Иэн Макьюэн «Сладкоежка». Писатели-разведчики

Опубликовано: 16 апреля 2013 г.
Рубрики:

В 60-e и 70-е годы прошлого века, работая в Английской редакции Московского радио, я брал интервью у многих писателей, приезжавших из Англии в СССР. Как именитых, например, Чарльза Сноу и Грэма Грина, так и тех, кому лишь предстояло прославиться — Уильяма Голдинга и Кингсли Эмиса. И в тех, и в других меня поражало то, как щедро они расточали похвалы, временами даже восторги «достижениями советской культуры» и «преимуществами советского образа жизни». «Неужели они не видят нищеты и убожества нашей жизни?» — спрашивал я себя, отодвигая микрофон в сторону подальше от греха. Ответ на мой вопрос получен теперь с убедительной правдивостью в последнем романе Иэна Макьюэна «Сладкоежка» (Sweet Tooth). Я прочёл его по-английски, в оригинале, но не исключаю, что русский перевод уже издан, а если еще нет, то, без сомнения, будет издан вслед за выходом в прокат аналогичного фильма. Права на его экранизацию уже приобрела та самая компания, что выпустила фильм по роману Макьюэна «Искупление» (Atonement), завоевавший приз «Золотой глобус» за лучшую картину 2007 года и вслед за тем собравший семь номинаций на премию «Оскар». С первой страницы роман держит вас так плотно, что нельзя оторваться. Язык — остроумный и яркий, точный и образный — позволяет Макьюэну живописать с одинаковой выразительностью и любовные сцены, и детективные расследования, и конфликтные — ныне вошедшие в историю — эпизоды времен Холодной войны.
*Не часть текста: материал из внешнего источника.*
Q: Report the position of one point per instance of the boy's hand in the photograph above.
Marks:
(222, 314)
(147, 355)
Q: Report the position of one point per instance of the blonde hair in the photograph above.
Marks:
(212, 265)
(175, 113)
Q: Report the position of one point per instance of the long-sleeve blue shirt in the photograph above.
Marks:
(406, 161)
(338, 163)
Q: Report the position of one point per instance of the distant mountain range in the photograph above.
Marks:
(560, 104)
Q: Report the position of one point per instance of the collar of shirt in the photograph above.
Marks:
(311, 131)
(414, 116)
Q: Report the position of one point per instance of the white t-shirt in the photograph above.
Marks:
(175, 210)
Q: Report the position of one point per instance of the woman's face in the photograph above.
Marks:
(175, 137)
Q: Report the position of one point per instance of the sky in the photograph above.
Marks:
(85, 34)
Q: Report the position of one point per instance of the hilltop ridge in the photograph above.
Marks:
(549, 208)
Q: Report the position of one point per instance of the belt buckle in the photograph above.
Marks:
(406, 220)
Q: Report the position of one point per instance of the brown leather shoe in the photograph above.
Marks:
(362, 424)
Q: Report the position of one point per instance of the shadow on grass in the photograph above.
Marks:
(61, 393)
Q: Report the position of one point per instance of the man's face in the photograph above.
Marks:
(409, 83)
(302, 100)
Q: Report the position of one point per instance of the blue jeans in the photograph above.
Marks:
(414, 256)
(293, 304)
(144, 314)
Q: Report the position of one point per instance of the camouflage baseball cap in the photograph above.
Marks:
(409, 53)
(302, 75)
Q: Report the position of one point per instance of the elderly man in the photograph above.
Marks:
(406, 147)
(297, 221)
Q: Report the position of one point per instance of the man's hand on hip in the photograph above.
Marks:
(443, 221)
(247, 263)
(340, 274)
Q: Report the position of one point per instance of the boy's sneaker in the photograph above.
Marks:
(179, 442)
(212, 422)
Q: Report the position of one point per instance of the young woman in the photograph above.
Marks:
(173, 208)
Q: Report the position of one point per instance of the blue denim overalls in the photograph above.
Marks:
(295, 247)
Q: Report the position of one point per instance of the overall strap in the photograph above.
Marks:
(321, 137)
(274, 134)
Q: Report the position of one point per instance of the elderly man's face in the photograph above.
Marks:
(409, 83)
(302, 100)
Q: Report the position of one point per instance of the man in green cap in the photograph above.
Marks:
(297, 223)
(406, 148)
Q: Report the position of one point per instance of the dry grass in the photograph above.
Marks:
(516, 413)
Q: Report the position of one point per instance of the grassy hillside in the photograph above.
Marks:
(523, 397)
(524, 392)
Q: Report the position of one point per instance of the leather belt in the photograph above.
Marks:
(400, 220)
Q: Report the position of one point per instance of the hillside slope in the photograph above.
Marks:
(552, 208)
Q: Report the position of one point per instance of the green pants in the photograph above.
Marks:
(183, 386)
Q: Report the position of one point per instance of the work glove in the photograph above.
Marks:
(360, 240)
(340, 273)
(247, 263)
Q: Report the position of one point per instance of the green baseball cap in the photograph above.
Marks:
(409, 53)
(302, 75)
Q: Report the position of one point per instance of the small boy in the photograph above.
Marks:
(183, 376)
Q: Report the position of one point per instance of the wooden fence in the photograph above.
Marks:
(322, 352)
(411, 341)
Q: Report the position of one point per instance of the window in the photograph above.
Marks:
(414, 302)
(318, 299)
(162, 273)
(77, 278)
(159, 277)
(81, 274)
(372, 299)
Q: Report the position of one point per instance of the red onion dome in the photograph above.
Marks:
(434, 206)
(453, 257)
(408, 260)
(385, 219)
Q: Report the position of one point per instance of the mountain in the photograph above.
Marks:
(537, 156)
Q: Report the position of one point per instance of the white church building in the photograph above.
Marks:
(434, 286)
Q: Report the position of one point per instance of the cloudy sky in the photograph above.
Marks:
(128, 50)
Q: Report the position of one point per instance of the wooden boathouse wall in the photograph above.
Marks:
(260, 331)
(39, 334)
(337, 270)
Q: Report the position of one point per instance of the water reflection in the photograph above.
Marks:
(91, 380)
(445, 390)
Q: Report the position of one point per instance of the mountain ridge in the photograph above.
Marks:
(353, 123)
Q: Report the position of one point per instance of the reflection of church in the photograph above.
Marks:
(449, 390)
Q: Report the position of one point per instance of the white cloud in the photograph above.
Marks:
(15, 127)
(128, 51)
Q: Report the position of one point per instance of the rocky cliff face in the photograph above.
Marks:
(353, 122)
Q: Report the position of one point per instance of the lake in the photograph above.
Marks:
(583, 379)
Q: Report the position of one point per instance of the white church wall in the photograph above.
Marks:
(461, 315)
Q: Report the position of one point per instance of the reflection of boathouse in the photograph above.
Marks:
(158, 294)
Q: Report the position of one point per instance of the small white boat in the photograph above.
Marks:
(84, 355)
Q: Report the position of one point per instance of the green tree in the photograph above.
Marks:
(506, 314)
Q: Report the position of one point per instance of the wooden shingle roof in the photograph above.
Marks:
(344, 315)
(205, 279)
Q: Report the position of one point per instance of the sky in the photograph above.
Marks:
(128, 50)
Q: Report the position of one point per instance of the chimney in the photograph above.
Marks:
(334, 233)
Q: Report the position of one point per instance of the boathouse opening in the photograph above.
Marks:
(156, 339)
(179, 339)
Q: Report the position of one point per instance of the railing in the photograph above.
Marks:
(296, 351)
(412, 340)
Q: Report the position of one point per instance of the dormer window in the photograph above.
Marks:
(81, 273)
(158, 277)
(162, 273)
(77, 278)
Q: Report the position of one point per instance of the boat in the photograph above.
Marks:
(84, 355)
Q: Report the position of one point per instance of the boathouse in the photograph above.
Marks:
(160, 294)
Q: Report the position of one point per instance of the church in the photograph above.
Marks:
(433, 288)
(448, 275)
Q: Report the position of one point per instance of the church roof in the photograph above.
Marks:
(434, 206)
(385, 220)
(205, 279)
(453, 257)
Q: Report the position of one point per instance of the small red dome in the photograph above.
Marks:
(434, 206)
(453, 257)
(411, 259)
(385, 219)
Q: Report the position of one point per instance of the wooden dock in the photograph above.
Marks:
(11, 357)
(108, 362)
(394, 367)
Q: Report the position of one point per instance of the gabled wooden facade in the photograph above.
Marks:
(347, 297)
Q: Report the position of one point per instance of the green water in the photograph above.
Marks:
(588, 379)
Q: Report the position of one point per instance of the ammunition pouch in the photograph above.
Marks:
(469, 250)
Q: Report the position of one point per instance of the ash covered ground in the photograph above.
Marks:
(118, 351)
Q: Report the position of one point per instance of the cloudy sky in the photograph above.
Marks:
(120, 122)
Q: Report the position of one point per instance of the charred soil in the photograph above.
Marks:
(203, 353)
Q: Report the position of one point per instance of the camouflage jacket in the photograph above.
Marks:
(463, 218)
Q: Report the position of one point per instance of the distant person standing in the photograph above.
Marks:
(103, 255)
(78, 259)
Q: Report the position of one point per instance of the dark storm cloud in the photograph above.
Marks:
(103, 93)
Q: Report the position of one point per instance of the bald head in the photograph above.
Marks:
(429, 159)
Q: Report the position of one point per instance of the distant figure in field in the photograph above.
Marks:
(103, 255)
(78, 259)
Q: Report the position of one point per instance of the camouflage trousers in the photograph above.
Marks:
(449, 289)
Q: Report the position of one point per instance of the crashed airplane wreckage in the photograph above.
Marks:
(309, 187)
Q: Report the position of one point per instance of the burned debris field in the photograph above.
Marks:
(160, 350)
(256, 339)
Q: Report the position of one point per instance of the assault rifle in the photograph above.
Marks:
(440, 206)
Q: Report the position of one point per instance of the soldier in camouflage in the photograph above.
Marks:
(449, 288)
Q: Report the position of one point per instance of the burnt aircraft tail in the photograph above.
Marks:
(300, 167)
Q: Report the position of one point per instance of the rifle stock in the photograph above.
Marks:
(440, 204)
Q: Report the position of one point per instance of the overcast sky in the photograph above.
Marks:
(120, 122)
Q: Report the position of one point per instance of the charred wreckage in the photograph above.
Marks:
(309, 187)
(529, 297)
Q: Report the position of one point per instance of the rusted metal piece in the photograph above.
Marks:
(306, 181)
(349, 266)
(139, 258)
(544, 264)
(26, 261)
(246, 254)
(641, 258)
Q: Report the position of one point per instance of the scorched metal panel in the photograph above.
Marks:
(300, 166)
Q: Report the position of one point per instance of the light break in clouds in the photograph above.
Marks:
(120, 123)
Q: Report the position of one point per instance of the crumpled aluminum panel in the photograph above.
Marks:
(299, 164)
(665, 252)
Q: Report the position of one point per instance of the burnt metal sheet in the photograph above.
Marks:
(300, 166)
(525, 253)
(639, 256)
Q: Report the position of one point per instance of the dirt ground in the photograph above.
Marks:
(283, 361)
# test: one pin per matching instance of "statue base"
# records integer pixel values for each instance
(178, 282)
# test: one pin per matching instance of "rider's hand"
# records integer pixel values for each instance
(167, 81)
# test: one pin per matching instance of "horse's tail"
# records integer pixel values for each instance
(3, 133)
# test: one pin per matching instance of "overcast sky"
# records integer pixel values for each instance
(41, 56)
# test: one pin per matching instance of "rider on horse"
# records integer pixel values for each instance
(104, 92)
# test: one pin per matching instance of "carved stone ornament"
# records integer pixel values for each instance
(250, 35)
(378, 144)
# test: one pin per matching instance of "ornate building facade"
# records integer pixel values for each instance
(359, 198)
По жанру «Сладкоежку» правомерно считать историческим романом: он реалистично воссоздает жизнь в Англии начала 1970-х годов и воспроизводит реально происходившие в ту пору события. В то же время 14-й роман Макьюэна автобиографичен, недаром автор сохранил подлинные фамилии действующих на его страницах писателей, редакторов, профессоров — читая роман, я невольно вспоминал свои беседы с некоторыми из них в Москве.

Главный герой повествования, молодой писатель по имени Том Хейли, выпускник Университета Восточной Англии — альма-матер самого Макьюэна, преподает в колледже, где тот некогда числился профессором английской литературы. Мы присутствуем на переговорах Тома Хейли с теми же издателями, у которых в молодости печатался Макьюэн. Безошибочно походят на раннего Макьюэна и помещенные в романе отрывки из рассказов, якобы написанных Томом Хейли. К этому интереснейшему приему писатель прибегает с вполне определенной целью: дать героине романа Сирене Фром пищу косвенно судить о характере, пристрастиях и привязанностях Тома, иначе выполнить порученное ей задание, о котором речь ниже, было бы труднее. Сирена красива и элегантна, умна и проницательна, она обладает фотографической памятью, аналитическим умом и навыками скорочтения — по роману в день. Благодаря этому набору качеств она после окончания математического факультета Кембриджского университета попадает в контр­разведку МИ-5.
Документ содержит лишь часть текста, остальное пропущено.